代々大切に守り継いできた建物が、このような形で認められましたことを、親族ならびに関係者一同、誠に光栄に存じます。
また、祖業として現在も木材業を営む私どもにとりまして大きな励みとなる出来事であり、木とともに歩んできた歴史の重みをあらためて感じる機会となりました。
このたびの答申に際し、多大なるご尽力を賜りました文化庁、岡山県、瀬戸内市をはじめ関係の皆さまに、心より感謝申し上げます。
この建物に込められた歴史と先人の思いを大切に受け継ぎながら、これからも末永く守り継いでまいります。
服部興業株式会社
代表取締役社長 服部俊也

旧服部家住宅 7棟 主屋、長屋門、宝蔵、大蔵、西米蔵、東米蔵、納屋
(1)所 在 地 瀬戸内市牛窓町
(2)所 有 者 信豊株式会社
(3)建築の時代 大正3年(1914年)(主屋)
(4)概 要
旧服部家住宅は、瀬戸内市牛窓の海浜に位置する。幕末から近代にかけて、木材流通をはじめとする多角的な事業の展開により隆盛した商家の屋敷である。

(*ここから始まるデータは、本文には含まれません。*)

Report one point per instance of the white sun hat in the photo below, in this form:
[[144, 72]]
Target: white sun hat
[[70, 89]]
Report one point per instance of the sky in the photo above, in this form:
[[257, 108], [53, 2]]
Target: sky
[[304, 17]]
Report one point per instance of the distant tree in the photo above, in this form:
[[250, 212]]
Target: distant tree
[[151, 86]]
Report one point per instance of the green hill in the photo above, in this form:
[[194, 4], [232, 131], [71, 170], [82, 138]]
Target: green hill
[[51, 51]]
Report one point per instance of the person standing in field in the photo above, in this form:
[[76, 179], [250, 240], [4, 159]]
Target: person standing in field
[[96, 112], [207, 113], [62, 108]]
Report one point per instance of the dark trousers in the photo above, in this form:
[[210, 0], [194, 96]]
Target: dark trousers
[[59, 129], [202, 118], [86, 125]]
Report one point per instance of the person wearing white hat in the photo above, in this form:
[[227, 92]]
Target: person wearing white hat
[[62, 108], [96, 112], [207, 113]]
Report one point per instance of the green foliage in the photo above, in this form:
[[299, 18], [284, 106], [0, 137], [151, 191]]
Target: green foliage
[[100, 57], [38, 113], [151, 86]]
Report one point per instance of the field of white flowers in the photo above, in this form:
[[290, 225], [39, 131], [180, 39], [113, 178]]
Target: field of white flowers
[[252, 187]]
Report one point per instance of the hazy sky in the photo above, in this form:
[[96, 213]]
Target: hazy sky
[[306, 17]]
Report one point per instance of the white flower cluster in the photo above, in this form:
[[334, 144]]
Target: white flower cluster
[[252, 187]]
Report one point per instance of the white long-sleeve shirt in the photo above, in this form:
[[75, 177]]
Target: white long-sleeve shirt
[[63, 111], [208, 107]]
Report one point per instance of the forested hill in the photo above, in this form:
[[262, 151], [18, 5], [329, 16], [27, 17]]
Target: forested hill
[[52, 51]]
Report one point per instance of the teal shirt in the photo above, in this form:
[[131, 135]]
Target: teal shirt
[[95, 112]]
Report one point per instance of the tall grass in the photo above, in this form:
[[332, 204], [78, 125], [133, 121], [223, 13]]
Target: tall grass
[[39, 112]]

主屋は大正3年の建築で、破風を二重とした豪壮な建物。四方柾のトガや美しい木目のケヤキ、屋久杉など、木材商の矜持を示す上質な木材を存分に使用し、木地をいかした端正なつくりである。それぞれ趣向を違えた多彩な座敷と茶室は上品で、床構えに幾種もの銘木を取り合わせ、壁には数種の色土を用い、変化に富む、洗練された接遇と生活の空間を形成している。また、地元大工による施工も優秀。広大な敷地には、事務と応接の機能を備えた長屋門や堅牢な土蔵群、長大な納屋などが巧みに配置され、近代に隆盛した商家の屋敷構成を伝えており貴重である。